None, except the ones to improve the rendering of the matplotlib graphs. I recreated the same color scheme that Godbolt used on his website in order to facilitate the comparing of my own results and his.
I recovered Godbolt's results (about Arrendale, Haswell and ivyBridge) from his website and merged them into a pdf each so that they can easily be compared to ours. They can be found in the results/Godbolt
folder.
I did several runs of both tests to make sure that the results do not vary from one run to the next. The last run was done with Ubuntu in text only mode in order to reduce the amount of things the computer does in the background to reduce the impact on the tests.

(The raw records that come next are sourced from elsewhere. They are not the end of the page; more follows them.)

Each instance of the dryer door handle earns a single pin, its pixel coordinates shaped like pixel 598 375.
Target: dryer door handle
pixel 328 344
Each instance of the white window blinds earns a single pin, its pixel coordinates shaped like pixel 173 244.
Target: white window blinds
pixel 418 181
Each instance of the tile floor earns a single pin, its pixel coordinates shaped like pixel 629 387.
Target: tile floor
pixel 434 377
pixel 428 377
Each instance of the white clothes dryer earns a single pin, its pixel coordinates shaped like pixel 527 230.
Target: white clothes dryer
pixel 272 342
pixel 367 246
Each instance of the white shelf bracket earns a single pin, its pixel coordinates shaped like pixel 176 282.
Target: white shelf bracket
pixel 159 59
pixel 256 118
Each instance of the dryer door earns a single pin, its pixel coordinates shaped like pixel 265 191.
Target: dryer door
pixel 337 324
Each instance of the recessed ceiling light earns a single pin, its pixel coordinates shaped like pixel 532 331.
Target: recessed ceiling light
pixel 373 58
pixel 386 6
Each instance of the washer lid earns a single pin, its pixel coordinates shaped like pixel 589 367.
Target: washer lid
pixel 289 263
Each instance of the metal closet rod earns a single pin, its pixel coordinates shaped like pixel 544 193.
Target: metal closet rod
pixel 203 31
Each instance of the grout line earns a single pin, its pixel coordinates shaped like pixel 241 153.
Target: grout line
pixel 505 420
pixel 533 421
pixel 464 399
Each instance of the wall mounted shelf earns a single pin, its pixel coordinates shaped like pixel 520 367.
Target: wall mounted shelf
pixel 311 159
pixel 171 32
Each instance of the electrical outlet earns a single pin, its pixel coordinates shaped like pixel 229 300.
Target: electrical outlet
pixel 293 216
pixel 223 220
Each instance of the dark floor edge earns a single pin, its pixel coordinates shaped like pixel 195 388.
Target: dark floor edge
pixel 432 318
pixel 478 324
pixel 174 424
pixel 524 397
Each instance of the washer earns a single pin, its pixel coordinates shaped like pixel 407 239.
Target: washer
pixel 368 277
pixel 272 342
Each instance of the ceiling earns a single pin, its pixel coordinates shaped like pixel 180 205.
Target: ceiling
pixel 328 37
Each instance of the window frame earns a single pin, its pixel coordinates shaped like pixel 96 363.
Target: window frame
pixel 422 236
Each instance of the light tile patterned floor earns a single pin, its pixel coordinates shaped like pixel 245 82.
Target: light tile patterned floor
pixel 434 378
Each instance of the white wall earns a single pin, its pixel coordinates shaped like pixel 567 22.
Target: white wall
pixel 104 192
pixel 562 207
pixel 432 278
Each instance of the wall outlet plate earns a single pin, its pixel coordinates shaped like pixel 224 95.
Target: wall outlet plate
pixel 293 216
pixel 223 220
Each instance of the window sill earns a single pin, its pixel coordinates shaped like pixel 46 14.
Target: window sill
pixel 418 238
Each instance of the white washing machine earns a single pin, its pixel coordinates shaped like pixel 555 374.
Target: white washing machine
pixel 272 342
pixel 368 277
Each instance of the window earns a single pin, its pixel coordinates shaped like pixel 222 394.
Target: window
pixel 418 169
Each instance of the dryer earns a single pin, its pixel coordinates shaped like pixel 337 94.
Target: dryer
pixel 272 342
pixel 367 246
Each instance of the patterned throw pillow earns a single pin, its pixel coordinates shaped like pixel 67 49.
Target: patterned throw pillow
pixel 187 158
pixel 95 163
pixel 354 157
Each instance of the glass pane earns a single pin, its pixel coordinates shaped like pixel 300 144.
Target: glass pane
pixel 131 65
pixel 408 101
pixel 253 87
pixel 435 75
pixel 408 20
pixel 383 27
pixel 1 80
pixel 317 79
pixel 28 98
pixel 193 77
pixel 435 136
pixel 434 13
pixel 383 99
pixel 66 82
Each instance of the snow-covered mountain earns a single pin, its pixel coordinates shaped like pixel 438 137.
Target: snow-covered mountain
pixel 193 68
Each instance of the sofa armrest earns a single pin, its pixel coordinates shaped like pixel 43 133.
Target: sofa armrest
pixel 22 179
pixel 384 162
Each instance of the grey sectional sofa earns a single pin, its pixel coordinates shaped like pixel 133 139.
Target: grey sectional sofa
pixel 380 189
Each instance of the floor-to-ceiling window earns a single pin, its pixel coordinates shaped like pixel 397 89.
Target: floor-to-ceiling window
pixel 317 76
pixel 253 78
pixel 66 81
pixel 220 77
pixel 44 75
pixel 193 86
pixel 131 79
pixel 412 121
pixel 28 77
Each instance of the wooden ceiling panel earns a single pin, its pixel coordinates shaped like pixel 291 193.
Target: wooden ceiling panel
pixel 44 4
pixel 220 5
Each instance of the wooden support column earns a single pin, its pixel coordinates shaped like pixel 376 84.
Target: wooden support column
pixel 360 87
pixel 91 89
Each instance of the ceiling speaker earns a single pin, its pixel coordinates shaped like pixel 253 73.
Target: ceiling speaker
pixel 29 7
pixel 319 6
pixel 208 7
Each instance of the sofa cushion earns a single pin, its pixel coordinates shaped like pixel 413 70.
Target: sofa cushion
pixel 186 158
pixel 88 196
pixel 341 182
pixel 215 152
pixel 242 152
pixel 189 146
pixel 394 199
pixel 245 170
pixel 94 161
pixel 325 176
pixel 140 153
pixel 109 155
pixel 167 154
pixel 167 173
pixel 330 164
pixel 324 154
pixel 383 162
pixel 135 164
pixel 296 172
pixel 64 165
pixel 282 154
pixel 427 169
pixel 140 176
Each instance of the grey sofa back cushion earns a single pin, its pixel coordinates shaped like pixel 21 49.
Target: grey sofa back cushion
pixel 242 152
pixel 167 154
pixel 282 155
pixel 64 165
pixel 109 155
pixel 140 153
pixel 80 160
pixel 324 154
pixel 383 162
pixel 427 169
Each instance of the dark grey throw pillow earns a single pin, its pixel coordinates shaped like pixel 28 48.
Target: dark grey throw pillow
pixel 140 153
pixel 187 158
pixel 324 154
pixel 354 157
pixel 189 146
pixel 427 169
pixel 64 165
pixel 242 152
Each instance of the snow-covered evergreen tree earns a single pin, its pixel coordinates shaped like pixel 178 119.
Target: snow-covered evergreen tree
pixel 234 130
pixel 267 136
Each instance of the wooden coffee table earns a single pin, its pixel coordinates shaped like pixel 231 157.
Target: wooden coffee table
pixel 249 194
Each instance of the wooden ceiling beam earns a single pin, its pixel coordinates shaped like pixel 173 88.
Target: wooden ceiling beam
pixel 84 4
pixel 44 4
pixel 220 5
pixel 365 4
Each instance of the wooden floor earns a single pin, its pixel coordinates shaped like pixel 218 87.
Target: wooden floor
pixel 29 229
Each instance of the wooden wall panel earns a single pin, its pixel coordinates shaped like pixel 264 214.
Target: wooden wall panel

The 2019_09_30_10_00_results_text_only.pdf
and results.pdf
are the same except that I removed the data about the branch.py
test because it does not run stable enough (it fails ~40% of time) because the measured timings are varying to much (above the 15% threshold defined by Godbolt).
This test will be removed from future versions of the toolkit because it is only trying to determine if there is a naive implementation of the predictor and Godbolt found that except for Arrendale, it was not the case and as we are working with more recent CPU generations, there is no useful information to recover from this test.
Other than that, the results from Broadwell are pretty close to the ones of the Haswell generation with a few minor changes in the exact number of redirects but the implementation seems to be very similar. We should therefore be able to continue with Gobolt's assumptions about the Haswell CPUs for our work.